NORAD-Russian Joint Air Drill, Bomber Incursions and Canada’s F-35 Jet Purchase

Sunday, August 22nd, 2010

Dana Gabriel, BeYourOwnLeader
August 22, 2010

The North American Aerospace Defense Command (NORAD) and the Russian Federation Air Force conducted a cooperative air defense exercise from August 8-11 that focused on combating terrorism.

Vigilant Eagle was hailed as a milestone exercise between the Cold War era rivals. It included Russian, U.S., along with Canadian Air Force personnel operating from command centers inside Russia and the United States directing fighter jets, as well as civilian air traffic controllers. It took several years to stage the drill which centered around, “an international air terrorism scenario exercised over the Pacific Ocean consisting of forces from the U.S. and Russia responding to the simulated hijacking of a B-757 en route to the Far East.” The joint exercise was, “designed to establish clear communication processes that would allow the two forces to work together during a real crisis.” Russian Air Force Col. Alexander Vasilyev emphasized the importance of cooperation in combating the dangers of air terrorism. He stated, “Terrorism is something that affects all our countries. So it is very important that we work together to develop procedures and bring the relationship between our countries closer together to unite our countries in the fight against terrorism.”

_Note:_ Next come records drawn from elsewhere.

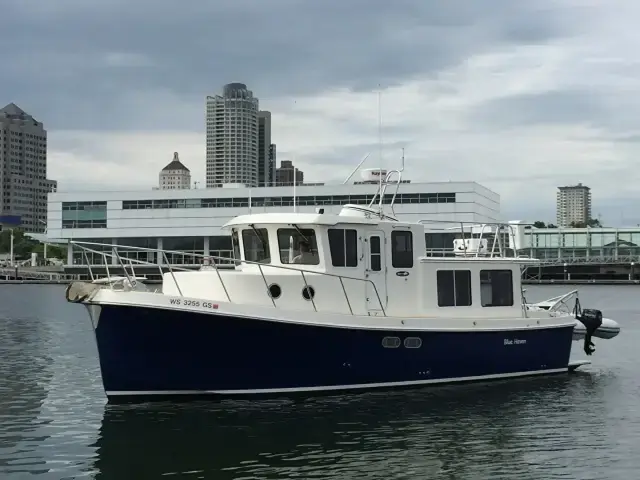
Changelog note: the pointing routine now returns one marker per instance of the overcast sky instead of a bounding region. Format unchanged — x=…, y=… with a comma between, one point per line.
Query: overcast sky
x=521, y=96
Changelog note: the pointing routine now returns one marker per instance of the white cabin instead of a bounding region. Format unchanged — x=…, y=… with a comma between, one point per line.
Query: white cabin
x=358, y=262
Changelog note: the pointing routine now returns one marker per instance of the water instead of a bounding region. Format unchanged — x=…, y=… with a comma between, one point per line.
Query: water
x=55, y=424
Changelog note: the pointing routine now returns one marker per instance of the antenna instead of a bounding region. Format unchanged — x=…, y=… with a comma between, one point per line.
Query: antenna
x=380, y=125
x=356, y=169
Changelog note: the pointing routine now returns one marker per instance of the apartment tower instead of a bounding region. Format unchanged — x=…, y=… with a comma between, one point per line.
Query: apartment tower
x=573, y=205
x=23, y=168
x=232, y=137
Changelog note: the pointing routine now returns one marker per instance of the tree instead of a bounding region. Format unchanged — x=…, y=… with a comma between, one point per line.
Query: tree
x=23, y=246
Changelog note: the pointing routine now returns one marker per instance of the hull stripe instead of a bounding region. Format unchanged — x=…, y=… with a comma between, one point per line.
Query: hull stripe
x=335, y=387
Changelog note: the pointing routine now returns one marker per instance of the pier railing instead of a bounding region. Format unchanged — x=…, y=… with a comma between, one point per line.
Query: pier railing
x=209, y=261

In April, it was announced that, “NATO and Russia have begun a testing phase of a joint system for air traffic coordination. This will be the first NATO-Russia system of this kind to be fielded. The system focuses primarily on the fight against terrorism and will provide a shared radar picture of air traffic and early notification of suspicious air activities.” The report entitled the Moscow Metro Bombings and Terrorism in Russia also addresses the possibility of developing further practical NATO-Russia cooperation in regards to terrorism. President Barack Obama has called for Russia and the U.S. to further deepen collaboration on security and anti-terrorism matters. In May, the Associated Press reported that, “Obama told a Russian television station that no single country can defeat terrorists who have attacked targets throughout the world. He said he looks forward to ‘increasing cooperation between the United States and Russia’ on fighting terrorism.” Despite any past or present tension between the two countries, the seemingly endless shadowy war on terrorism has provided a common enemy and demonstrated how the global conflict can at times make strange bedfellows.